Corpo e mente, carne e spirito sono dimensioni dell’essere umano che appaiono poste l’una contro l’altra: l’unico tessuto in grado di avvolgere in un’unica trama astratto e materiale si rivela essere il testo, fatto di parole. La scrittura dà forma, spazio e tempo a un pensiero che altrimenti rimarrebbe privo di consistenza. Raccontare è plasmare una nuova vita e lo scrittore vive la propria esistenza nel tentativo di crearne di nuove e così si viene a creare uno strano circolo vitale: dalla vita dell’artista alle vite prodotte dalla sua arte. Un equilibrio precario, un cerchio che richiede una grandissima abilità per essere perfetto e racchiudere in sé senza soffocare la vita che vive e che fa vivere attraverso le sue parole: è necessaria una comprensione profonda e pervasiva della realtà per poterne creare di nuove.

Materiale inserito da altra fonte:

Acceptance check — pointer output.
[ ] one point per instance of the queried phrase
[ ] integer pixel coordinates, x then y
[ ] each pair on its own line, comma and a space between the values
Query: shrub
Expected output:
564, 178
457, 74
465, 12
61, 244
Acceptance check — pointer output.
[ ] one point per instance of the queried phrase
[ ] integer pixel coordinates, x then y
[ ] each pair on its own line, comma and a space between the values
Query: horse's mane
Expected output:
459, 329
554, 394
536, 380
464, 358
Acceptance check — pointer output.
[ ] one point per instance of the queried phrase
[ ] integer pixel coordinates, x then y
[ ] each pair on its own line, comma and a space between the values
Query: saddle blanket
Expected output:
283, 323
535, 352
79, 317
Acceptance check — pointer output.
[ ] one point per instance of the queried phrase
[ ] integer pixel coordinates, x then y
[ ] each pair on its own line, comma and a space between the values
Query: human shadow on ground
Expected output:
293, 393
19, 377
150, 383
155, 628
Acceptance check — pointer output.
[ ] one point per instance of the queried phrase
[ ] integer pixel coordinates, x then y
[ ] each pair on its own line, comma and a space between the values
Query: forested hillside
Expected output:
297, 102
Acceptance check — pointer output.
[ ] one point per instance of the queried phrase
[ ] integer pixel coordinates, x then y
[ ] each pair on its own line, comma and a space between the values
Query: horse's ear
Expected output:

La scrittura nella sua fissità corre il rischio di cadere nell’isolamento: per esprimere la vita che racconta deve farsi vita: la scrittura viva è il teatro, che in rare occasioni riesce a restituire un racconto che raccolga e preserva l’arte della parola. Al Teatro dei Conciatori fino al 12 febbraio, la Compagnia della Luna con Luca de Bei in Kafka il Digiunatore dà vita all’arte di Kafka e ricrea una propria nuova arte intensa e vibrante. Lo spettacolo è l’emblema della scissione apparente tra l’artista e la propria arte: un’opposizione che viene risolta dalla ricomposizione scenica dell’attore nonché regista che interpreta con coinvolgente passione Franz Kafka e il Digiunatore.
In “Kafka il Digiunatore” lo scrittore tedesco è allo stesso tempo il protagonista del suo racconto “un digiunatore”, tra i pochi che lo stesso Kafka volle che fossero pubblicati. Nel 1924 Kafka è in fin di vita nel sanatorio di Kierling: attraverso il monologo impetuoso e struggente di De Bei i ricordi di un passato doloroso e nostalgico, tra memorie della casa paterna e l’amata città di Praga fluiscono senza requie. Ciò che resta sono le bozze da correggere e mandare all’editore del suo ultimo racconto: un digiunatore è chiuso nella una gabbia della esistenza ormai allo stremo, ma porta avanti con orgoglio la propria scelta, aggrappato con caparbietà al suo dimagrire fino ai limiti dell’esistere, fino al raggiungimento del sottile confine tra la vita e la morte, nella distonia tra una professione che lo rende un fenomeno da baraccone e la sua professione misteriosa e imperterrita di non volere modificare il proprio status. Kafka si immedesima con il protagonista del suo ultimo racconto, che lo porta a rispecchiarsi nella fine che lo sta consumando.
Luca De Bei concilia la struggente mimesi tra l’artista e il racconto prodotto dalla sua arte sublimando la disperazione della fine che accomuna Kafka e il digiunatore, riunendoli in un’interpretazione densa e pregnante di pathos che dà vita a “Kafka Il digiunatore”.